The quiet, gentle voice in the background was saying “You have a body, but that body is not you. You can do things for others, but what you do is not what makes you valuable. Who you truly are is not determined by what others think about you. Who you truly are is not even determined by what you think about yourself. You are so much more than ephemeral details like youth, status, or approval from others that you’ve been led to believe are the meaning of life. You are so much more than the tiny little cog the world thinks it needs you to be.”
So if the story I’d been fed about what made me me wasn’t true, what was true? Who am I? But there’s the rub — that’s the wrong question. When we ask “who am I?” we’re abdicating our power and looking to something outside of ourselves to tell us a truth that only we can author. The question that life is actually asking us is “who do you choose to be?”
In the context created by the things that have occurred around me, who do I choose to be in relation to it? Do I choose to be the unconscious reactions and tired old stories that I inherited, or do I choose to be something new?
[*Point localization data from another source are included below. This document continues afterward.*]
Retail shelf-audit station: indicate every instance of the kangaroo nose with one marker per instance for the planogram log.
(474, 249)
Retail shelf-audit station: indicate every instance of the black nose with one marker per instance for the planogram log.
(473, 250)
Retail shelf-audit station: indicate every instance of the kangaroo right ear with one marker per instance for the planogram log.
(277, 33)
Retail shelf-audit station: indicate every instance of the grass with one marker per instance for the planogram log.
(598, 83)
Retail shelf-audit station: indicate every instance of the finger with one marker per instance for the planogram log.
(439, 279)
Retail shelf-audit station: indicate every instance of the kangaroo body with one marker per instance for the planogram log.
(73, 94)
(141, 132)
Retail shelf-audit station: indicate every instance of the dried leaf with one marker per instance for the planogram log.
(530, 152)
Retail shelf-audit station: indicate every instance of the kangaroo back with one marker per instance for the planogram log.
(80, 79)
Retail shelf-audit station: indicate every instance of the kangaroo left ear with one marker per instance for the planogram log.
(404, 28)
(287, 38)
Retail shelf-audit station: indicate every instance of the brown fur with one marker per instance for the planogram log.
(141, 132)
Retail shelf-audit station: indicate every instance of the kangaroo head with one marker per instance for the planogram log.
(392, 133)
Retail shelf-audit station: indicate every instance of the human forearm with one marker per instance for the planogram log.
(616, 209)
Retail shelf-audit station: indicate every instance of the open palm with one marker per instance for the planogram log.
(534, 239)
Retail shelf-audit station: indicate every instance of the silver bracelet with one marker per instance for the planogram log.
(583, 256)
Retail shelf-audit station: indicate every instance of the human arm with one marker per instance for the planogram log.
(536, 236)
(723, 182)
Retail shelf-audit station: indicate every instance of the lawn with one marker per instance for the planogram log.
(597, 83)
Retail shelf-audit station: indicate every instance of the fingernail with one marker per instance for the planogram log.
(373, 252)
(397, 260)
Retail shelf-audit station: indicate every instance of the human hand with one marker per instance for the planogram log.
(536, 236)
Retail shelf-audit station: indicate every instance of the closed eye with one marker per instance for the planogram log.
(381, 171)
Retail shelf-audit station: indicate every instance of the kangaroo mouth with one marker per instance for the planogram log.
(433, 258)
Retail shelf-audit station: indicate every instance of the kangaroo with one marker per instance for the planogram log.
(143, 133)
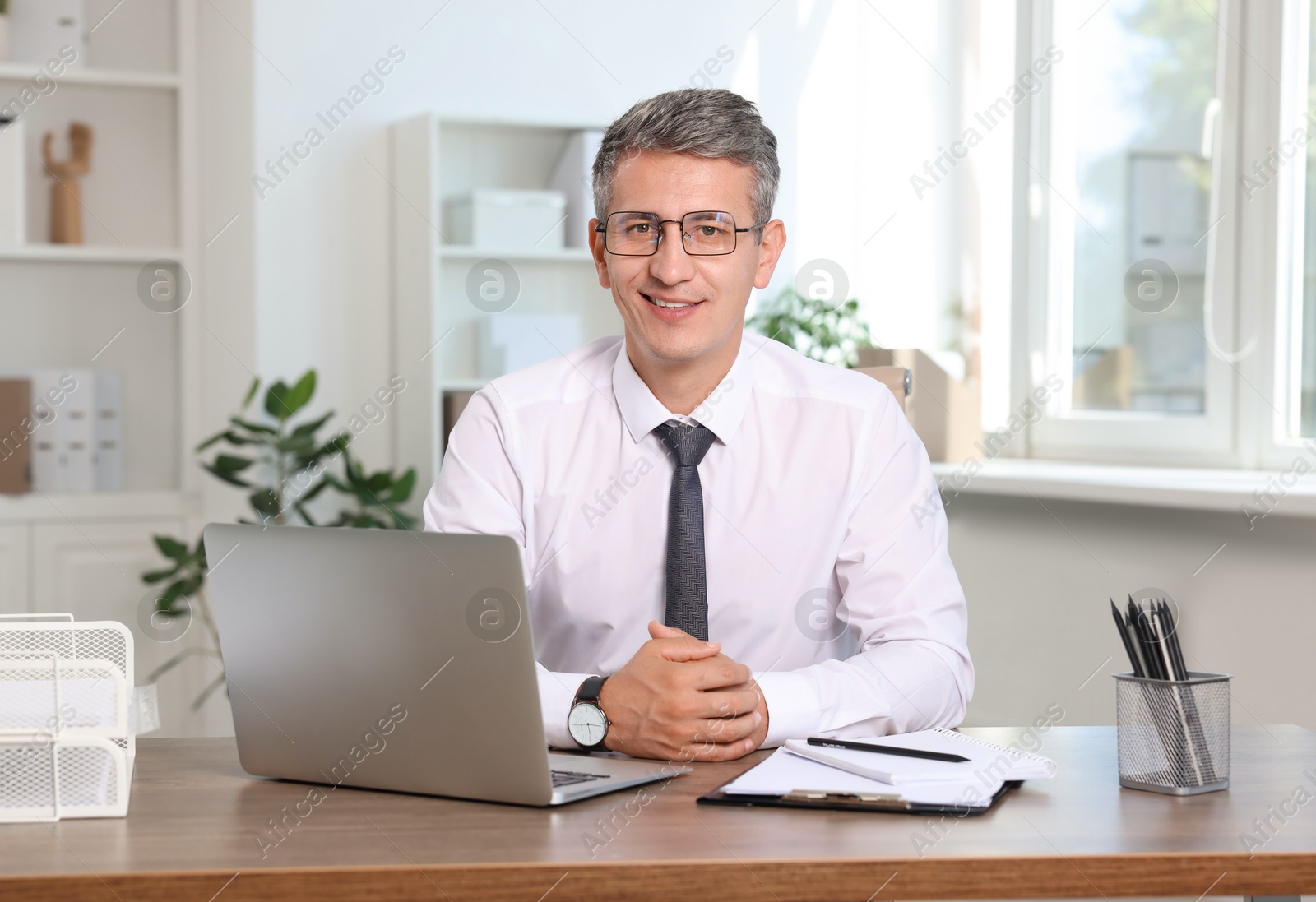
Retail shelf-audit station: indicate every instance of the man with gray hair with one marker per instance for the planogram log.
(715, 529)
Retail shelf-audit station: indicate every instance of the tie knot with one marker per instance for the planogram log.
(688, 443)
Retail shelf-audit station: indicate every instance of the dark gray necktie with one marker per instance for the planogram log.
(688, 587)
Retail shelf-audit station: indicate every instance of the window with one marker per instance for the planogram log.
(1129, 164)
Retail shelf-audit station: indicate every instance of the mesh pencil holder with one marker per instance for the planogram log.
(1173, 734)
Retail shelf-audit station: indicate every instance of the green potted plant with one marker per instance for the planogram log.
(285, 465)
(822, 331)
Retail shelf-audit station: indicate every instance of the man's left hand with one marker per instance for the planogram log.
(662, 631)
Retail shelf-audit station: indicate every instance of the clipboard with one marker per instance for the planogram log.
(850, 803)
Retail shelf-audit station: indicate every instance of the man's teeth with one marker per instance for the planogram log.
(668, 304)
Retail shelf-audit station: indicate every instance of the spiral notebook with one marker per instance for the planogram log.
(807, 776)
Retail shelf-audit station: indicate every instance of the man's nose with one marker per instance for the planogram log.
(670, 263)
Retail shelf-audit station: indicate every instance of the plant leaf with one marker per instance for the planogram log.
(171, 548)
(308, 429)
(227, 476)
(300, 395)
(265, 502)
(252, 428)
(158, 576)
(403, 487)
(232, 463)
(276, 401)
(256, 386)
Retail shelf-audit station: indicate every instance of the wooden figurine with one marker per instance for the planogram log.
(66, 193)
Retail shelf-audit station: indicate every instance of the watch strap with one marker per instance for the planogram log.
(590, 689)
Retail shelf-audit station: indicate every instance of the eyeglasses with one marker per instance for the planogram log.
(703, 233)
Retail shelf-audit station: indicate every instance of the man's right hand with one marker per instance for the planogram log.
(682, 700)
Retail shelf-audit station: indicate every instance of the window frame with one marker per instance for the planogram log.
(1041, 298)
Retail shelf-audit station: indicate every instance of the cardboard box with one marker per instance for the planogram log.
(898, 379)
(945, 412)
(13, 183)
(15, 436)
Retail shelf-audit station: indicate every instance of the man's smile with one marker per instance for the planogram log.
(670, 308)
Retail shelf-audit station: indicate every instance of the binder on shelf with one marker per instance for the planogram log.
(109, 432)
(63, 405)
(16, 432)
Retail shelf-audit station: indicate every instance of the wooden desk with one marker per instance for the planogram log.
(192, 826)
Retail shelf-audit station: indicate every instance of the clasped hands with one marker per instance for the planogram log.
(682, 700)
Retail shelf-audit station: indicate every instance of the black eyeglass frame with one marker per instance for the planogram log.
(603, 228)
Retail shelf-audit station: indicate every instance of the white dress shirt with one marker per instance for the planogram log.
(809, 489)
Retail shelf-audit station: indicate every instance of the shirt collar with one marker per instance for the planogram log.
(721, 412)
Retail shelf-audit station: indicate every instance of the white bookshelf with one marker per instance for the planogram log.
(434, 338)
(98, 76)
(63, 305)
(87, 254)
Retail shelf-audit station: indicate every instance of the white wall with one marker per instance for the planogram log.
(303, 278)
(1040, 627)
(850, 100)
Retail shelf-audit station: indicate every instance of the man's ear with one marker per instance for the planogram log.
(769, 252)
(596, 249)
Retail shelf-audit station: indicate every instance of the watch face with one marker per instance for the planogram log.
(587, 724)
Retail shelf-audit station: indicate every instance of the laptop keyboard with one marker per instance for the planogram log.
(568, 777)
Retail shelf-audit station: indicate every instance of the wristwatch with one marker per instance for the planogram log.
(586, 721)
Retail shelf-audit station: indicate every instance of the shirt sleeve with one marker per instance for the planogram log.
(480, 489)
(901, 599)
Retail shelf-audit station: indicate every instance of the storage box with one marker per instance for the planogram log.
(574, 177)
(13, 173)
(16, 430)
(507, 220)
(511, 340)
(945, 412)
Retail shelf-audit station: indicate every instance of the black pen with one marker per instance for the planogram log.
(886, 750)
(1127, 641)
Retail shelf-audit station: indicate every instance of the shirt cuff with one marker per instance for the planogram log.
(793, 708)
(557, 692)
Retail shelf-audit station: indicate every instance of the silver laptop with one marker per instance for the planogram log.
(392, 660)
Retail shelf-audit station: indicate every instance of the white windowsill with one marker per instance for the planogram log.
(1158, 487)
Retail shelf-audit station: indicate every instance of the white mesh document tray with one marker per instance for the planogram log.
(66, 734)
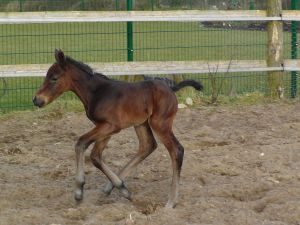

And that is the magic of life and of being human: as long as we’re here, we get to keep playing. We get to keep experimenting and trying to figure out the mechanisms of creating ourselves and our world intentionally. We get to learn and grow and create new things.
My life didn’t unfold according to the timeframe or the storyline I thought it should, but what does that mean? Does it mean something went wrong, or just that I misunderstood the question life was asking me? Was life cruel, senseless, and uncaring, or had I simply misunderstood what I was seeing in front of me?
Suckling on my “this is so unfair” story had its payoff, but what was it costing me? Was that payoff something I even wanted? Could I let go of that sad story and try again? Could I start a new story that has a different ending?
How do I want my story to end?
What I’ve observed about life is that what we focus on expands. If my habituated narrative is “people aren’t safe and I’m unacceptable,” I’ll filter out all information that doesn’t support that perspective. I’ll block myself from finding what I actually want because I’m so focused on seeing its opposite.
So what’s the answer? I know that at least a piece of the answer is to show up every day and start again. Not from scratch, but from experience. If I have another day, I have another chance to learn and deepen my mastery of who I’m choosing to be. And that’s pretty fucking special. Not everyone gets that.